In this paper, the GaN/ZnS heterojunction systems with Cu doping and point defects coexisting are calculated by using the generalized gradient approximation in density functional theory, and the electronic structure, magnetic coupling mechanism and optical properties of each system are analysed. The results show that the magnetic source of the systems is twofold, on the one hand, it is the cationic vacancies that cause the unpaired electrons to undergo spin polarization, thus contributing magnetic moments to the system. On the other hand, Cu doping induces the GaN/ZnS heterojunction to produce bound magnetic polaron, which causes the system to undergo a magnetic phase transition, and the concentration of bound magnetic polarons constrains the total magnetic moment of the system.
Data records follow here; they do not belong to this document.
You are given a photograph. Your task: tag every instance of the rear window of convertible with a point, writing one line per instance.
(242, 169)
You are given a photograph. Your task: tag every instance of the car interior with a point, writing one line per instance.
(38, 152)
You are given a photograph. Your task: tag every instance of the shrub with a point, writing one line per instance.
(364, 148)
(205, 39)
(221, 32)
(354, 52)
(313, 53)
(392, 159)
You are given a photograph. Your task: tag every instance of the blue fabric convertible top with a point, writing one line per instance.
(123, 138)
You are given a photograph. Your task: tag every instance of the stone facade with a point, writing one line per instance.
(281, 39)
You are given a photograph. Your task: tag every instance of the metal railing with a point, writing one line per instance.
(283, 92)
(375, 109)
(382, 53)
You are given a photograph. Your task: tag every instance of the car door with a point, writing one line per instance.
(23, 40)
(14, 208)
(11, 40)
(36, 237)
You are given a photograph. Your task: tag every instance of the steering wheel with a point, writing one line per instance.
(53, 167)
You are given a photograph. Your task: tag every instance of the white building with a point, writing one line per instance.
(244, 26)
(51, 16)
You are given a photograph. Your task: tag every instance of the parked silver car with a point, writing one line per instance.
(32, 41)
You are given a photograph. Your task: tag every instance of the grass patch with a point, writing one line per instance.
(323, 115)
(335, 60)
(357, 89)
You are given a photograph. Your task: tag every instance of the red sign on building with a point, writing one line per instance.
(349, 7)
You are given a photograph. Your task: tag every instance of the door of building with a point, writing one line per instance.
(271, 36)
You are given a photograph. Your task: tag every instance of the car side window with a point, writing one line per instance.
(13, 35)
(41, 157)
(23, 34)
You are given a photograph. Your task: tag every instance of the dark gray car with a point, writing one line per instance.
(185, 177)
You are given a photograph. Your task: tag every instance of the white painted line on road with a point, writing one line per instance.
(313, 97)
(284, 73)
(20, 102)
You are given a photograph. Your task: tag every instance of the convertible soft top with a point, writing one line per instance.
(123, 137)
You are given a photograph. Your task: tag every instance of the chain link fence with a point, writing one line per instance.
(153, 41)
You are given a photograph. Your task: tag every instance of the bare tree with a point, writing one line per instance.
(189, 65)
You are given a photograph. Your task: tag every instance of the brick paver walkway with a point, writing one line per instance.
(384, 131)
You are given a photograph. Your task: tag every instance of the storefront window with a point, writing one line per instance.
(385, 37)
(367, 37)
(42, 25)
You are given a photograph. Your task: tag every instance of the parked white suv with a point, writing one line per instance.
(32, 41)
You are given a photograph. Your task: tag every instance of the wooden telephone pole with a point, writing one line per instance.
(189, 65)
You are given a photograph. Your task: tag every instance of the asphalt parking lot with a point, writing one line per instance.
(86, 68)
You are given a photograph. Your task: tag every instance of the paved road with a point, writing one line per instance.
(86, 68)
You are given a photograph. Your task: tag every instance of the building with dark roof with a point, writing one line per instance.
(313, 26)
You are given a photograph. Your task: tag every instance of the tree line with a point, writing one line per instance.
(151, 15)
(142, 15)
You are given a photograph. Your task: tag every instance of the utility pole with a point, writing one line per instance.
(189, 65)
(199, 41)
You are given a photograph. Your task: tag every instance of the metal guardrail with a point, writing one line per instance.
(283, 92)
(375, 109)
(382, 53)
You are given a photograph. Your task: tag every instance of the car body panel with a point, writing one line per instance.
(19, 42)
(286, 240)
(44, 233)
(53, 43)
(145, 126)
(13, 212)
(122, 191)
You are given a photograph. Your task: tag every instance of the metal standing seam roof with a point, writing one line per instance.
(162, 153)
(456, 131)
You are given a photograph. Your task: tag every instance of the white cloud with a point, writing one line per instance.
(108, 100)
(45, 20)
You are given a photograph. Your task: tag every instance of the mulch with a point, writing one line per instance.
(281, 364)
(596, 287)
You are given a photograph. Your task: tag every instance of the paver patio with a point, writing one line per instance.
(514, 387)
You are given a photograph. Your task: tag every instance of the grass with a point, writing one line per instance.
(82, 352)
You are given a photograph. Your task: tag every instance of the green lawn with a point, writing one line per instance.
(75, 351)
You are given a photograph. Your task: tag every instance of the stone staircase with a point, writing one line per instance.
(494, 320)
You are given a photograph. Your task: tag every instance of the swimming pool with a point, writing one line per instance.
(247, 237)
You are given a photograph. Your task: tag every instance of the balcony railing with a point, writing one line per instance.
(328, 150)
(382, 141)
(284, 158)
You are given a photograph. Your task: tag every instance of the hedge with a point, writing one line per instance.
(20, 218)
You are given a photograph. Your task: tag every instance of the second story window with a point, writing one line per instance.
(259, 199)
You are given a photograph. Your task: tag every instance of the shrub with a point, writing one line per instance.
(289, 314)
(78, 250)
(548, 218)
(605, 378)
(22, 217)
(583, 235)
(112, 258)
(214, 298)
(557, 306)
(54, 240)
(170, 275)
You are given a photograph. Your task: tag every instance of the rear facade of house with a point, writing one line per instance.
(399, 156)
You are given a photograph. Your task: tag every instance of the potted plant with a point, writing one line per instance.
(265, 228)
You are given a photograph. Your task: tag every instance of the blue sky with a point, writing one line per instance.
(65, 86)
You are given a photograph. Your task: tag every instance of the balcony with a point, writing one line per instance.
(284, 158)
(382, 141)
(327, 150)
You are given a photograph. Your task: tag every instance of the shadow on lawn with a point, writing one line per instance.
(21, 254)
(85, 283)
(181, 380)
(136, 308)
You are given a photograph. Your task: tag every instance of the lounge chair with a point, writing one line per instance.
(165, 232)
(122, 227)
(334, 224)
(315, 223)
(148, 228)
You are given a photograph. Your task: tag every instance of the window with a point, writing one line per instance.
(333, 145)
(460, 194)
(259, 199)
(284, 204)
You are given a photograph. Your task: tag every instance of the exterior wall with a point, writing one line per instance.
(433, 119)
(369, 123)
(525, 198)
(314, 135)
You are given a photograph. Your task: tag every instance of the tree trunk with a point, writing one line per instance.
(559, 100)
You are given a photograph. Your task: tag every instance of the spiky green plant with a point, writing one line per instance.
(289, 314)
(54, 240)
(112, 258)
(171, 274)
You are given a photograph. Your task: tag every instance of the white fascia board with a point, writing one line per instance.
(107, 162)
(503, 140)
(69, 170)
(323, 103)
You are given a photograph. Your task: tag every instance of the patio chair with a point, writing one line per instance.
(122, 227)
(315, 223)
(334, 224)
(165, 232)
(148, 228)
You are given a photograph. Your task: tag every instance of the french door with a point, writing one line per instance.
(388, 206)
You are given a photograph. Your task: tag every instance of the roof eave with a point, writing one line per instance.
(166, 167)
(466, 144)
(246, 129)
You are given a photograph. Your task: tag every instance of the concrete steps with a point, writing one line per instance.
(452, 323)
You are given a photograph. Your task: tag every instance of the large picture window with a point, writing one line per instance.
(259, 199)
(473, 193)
In terms of optical properties, the Cu-doped heterojunction system containing Ga vacancies introduces deep energy levels leading to the formation of hole-electron complex centres. Compared with the non-magnetic heterojunction system, the magnetic heterojunction system has a higher absorption intensity for visible light, and the red shift of its absorption spectrum is more obvious. In addition, the Cu-doped GaN/ZnS heterojunction system is able to achieve different types of conductivity when containing different vacancy defects.